A note on classical and quantum unimodular gravity

TL;DR

This paper examines unimodular gravity, showing it is classically equivalent to General Relativity and discussing its quantum aspects, concluding that any differences are due to different quantum theory definitions rather than fundamental distinctions.

Contribution

It clarifies the classical equivalence of unimodular gravity to GR and discusses the subtle quantum equivalence, emphasizing that differences arise from different quantum theory formulations.

Findings

Unimodular gravity is classically a gauge-fixed version of GR.

Quantum equivalence between unimodular gravity and GR can be maintained at high momenta.

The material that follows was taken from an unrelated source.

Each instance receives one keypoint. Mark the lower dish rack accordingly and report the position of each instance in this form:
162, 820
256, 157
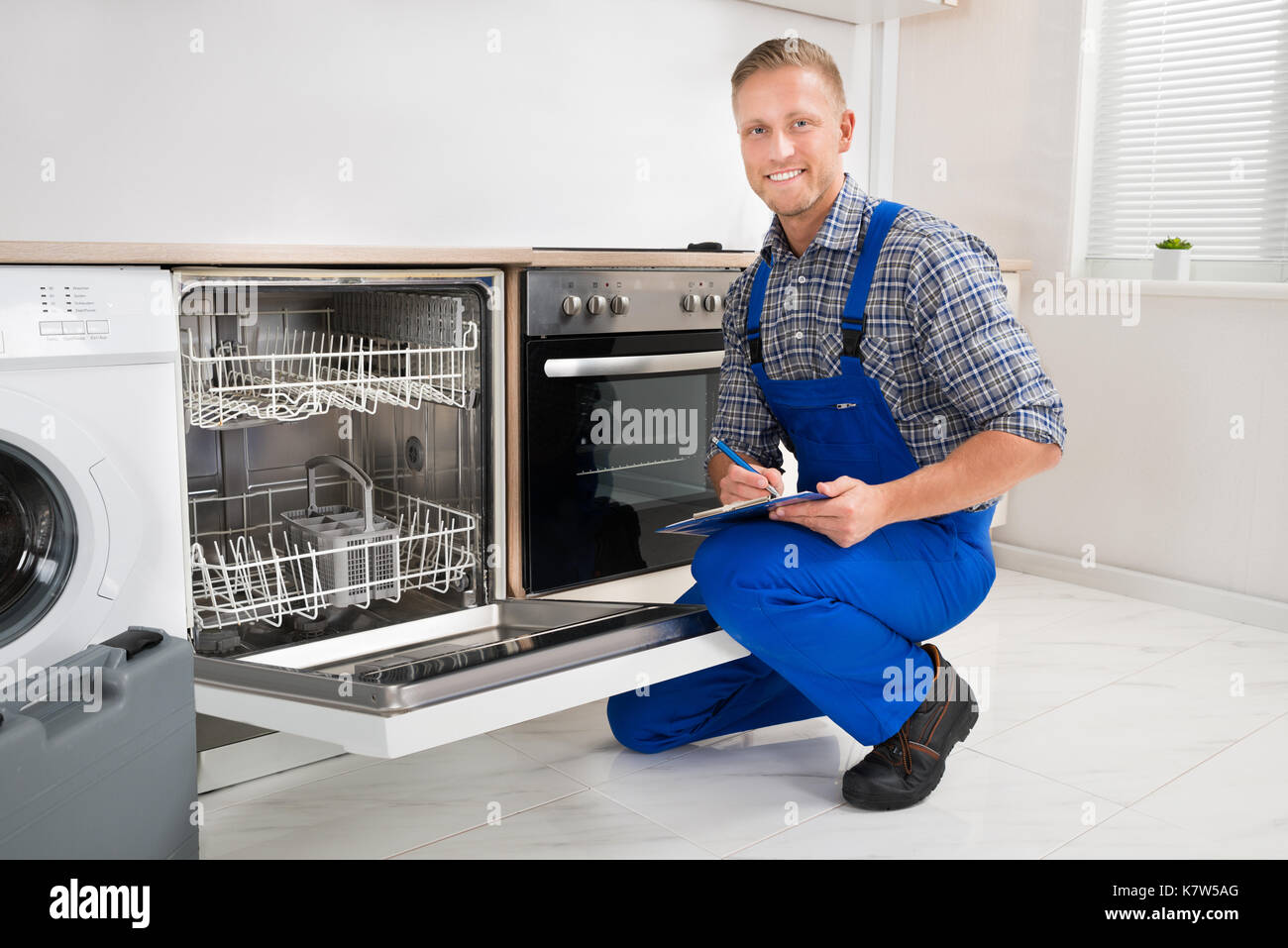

Quantum inequivalence indicates different quantum theories sharing the same classical limit.

Abstract

We discuss unimodular gravity at a classical level, and in terms of its extension into the UV through an appropriate path integral representation. Classically, unimodular gravity is simply a gauge fixed version of General Relativity (GR), and as such it yields identical dynamics and physical predictions. We clarify this and explain why there is no sense in which it can "bring a new perspective" to the cosmological constant problem. The quantum equivalence between unimodular gravity and GR is more of a subtle question, but we present an argument that suggests one can always maintain the equivalence up to arbitrarily high momenta. As a corollary to this, we argue that whenever inequivalence is seen at the quantum level, that just means we have defined two different quantum theories that happen to share a classical limit.